He still regularly participates in get-out-the-vote activities for the Ingham County Democrat Party. (East Lansing’s City Council is a nonpartisan office.)

In 2012, Revitte ran unsuccessfully for a seat on East Lansing’s School Board. At that time the school district was considering closing some of its elementary schools and that compelled Revitte to run.

“That got me a little more involved and then I took out petitions to run for East Lansing City Council in 2015 and ultimately decided against running” then.

Deer discussion led to his announcement of candidacy

Why a run now, in 2019?

“I declared that I was going to run for City Council at an open forum about the deer problems in East Lansing,” he explains. “I spoke about the fact that I was going to run for City Council because I thought that issue was an example of how City Council was letting themselves be stymied by a situation where some people are for it and some people are against it. I felt like they were doing nothing.”

He also said the deer problem is a good example of the City not doing what he called comparability research.

“In labor relations, if you’re the employer or the union and you’re negotiating because you want to improve something, usually you find out what are other communities or industries that are a similar size are doing. I feel like we aren’t doing that well enough as a city,” Rivette said.

He also said that he would also like to see the City Council coordinate better with East Lansing Public Schools, MSU, and neighboring communities.

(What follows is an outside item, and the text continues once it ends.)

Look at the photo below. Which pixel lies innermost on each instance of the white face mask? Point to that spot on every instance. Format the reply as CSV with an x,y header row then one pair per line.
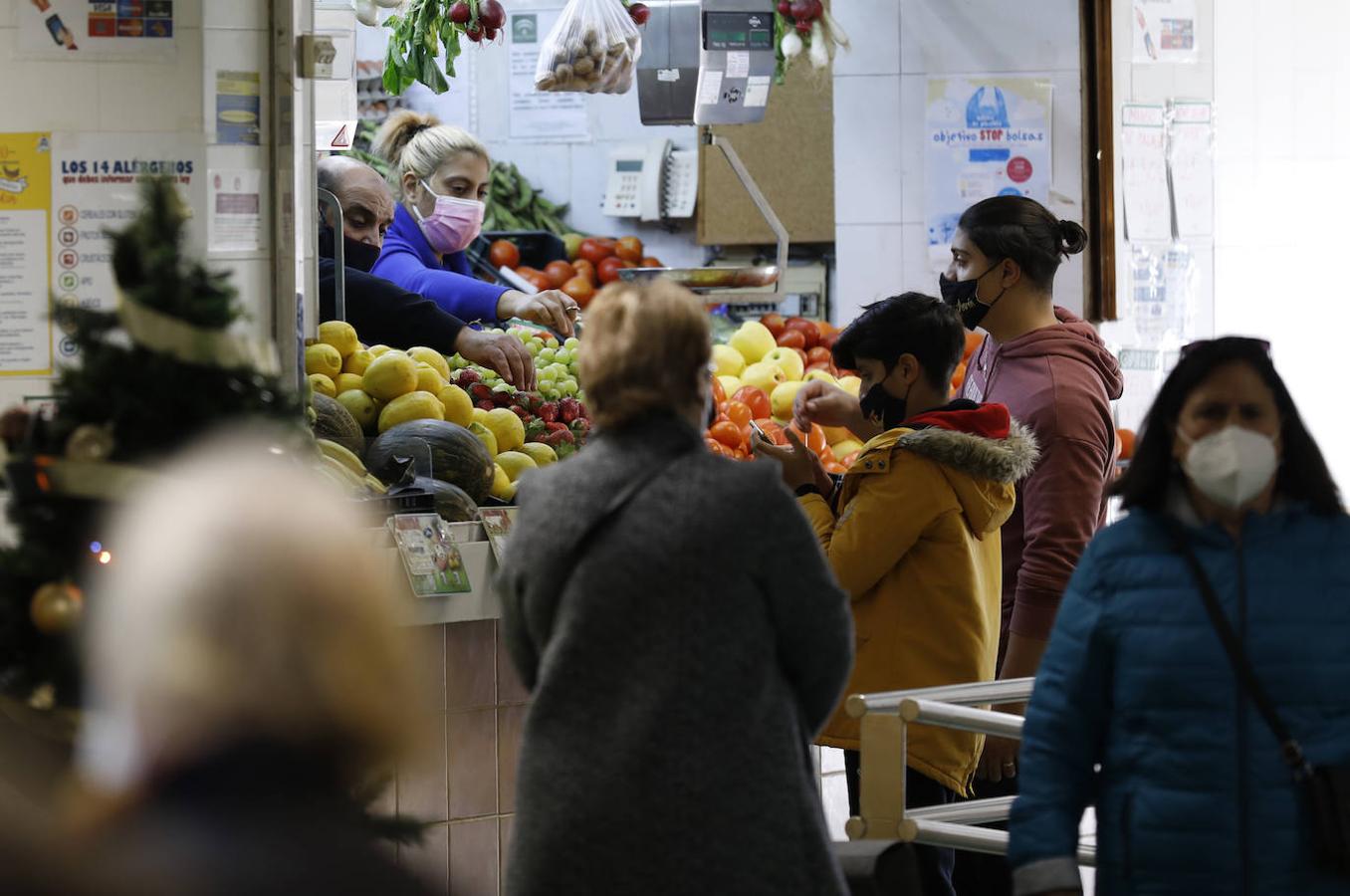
x,y
1230,467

Revitte said that he worries that too many high rise buildings are being constructed downtown and feels it might be necessary to call for a moratorium, “until we really know as a tri-county area how many do we need because everybody is building student apartments.”

Revitte is a big proponent of unions and briefly worked as a union organizer, steward, and officer. In his opinion, as the percentage of the American workforce that in unionized continues to shrink, more wealth is being diverted away from workers to fewer people.

“Unions kind of push to share that wealth, and when more of an industry is unionized, they had more clout to say, ‘Hey, give us a bigger share of the pie.’”

Revitte would like to see the City do what it did after the income tax proposal initially failed – go out into the community, hold forums, and better educate people on why it was necessary.

He said that if he is elected, he will try to hold similar community forums on as many issues as possible.

“I thought how they handled it was excellent I attended several of them. I not only voted for [the income tax] but I spent a lot of time convincing people it was a good idea.”

He would like to see that approach used on more issues like whether or not to build more high rise buildings downtown.